Are we really saying that in every couple, one person should be expected to stay home? Some people just honestly enjoy their jobs and have no interest in having a clean house or fancy cooked meals. Is that allowed?

Before making a comment of this particular tenor, it...really wouldn't kill you to read the article first.
posted by praemunire at 10:48 AM on February 20 [6 favorites]

The Romney Family Plan Sees the True Value of Parenting - "There is dignity in work, but we should support more than just work done for wages."[1,2,3,4]
Mr. Romney’s plan (like the Family Fun Pack from Matt Bruenig, the president of the People’s Policy Project, a think tank) would allow families to be flexible. (President Biden has also released a plan for a similar benefit, which would be less generous to families with younger children and would be limited to a single year of payments as part of Covid-19 relief.) Mr. Romney and Mr. Bruenig would put money directly and unconditionally into families’ hands. They would not issue child care vouchers or otherwise dictate a single, “right” way to balance work and parenting...

Mr. Romney’s benefits would be tailored to parents, but they would serve everyone if they shifted our expectations of what work should look like and what counts as valuable labor. And his proposal should be followed by a similar package for anyone doing care work at home for a parent or other relative.

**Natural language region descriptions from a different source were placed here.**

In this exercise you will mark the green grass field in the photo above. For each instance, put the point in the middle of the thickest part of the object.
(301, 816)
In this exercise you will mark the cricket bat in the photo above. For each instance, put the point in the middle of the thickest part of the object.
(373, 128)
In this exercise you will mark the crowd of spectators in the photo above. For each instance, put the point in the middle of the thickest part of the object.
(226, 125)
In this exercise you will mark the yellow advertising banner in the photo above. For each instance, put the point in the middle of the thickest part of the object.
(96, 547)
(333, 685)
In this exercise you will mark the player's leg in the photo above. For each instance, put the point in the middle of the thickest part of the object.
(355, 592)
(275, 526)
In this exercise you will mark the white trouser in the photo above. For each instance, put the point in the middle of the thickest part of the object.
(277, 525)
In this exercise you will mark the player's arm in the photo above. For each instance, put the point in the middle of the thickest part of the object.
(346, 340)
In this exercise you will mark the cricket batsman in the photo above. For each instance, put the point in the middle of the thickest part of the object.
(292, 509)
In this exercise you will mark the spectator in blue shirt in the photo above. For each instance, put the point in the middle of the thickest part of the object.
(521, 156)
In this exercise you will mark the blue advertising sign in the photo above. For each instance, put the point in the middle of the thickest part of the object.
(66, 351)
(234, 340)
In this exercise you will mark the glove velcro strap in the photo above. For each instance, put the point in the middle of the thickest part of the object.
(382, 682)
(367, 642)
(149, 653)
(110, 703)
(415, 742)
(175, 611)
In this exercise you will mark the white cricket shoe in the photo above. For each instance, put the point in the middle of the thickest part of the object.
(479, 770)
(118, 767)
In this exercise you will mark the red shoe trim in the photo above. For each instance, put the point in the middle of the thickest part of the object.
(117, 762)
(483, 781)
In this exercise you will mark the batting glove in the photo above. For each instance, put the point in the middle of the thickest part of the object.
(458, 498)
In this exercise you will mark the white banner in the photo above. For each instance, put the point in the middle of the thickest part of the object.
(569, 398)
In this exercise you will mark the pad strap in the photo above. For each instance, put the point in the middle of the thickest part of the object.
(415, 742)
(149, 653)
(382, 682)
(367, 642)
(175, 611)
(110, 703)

Call the Romney plan a capital investment, not a child allowance. It supports the work that statistics like gross domestic product don’t count but that is the foundation for strong families and communities.
posted by kliuless at 11:42 AM on February 20 [1 favorite]

I first encountered Federeci's work about ten years ago at when I attended a talk that she gave. A woman I was seeeing basically dragged me to it. Although I didn't really think much of it at the time, over the years I've come to thnk that Federeci gets the big stuff right -- that capitalism wouldn't be possible without the enclosure of womens' domestic labor/care work. If you're a straight cis male, take Federeci's work seriously, please, I wish I had done so sooner.
posted by wuwei at 11:54 AM on February 20 [4 favorites]

Before making a comment of this particular tenor, it...really wouldn't kill you to read the article first.

I read the article. I wasn't responding to the article. I was responding to the commenters here who all seem determined that the only way to make things work is to have one person stay home. I thought the article was about a whole lot more than that.
posted by hydropsyche at 2:34 PM on February 20

"I’m a bit skeptical of the claim that a homebound spouse can serve as an economic backstop against unemployment, because it seems like the same sort of argument can be made about dual-incomes: if one spouse loses their job, half(-ish) of the household income is still coming in as opposed to zero(-ish)."

Additionally, the job market is not particularly welcoming or remunerative for people with what appears to be an extended stint of recent unemployment, which is another hit taken by full-time unpaid caregivers to children, elderly and/or sick relatives.
posted by Selena777 at 5:22 PM on February 20

I'm pro whatever can keep women in the workforce. Linda Hirshman and Leslie Bennetts were warning about this 20 years ago.
posted by fluttering hellfire at 5:51 PM on February 20 [1 favorite]

Silvia Federici is my favorite author who connects marxist concerns to feminist concerns. If you're a marxist or socialist, please check her out; if you're a feminist, please check her out as well. I cannot recommend her book Caliban and the Witch highly enough.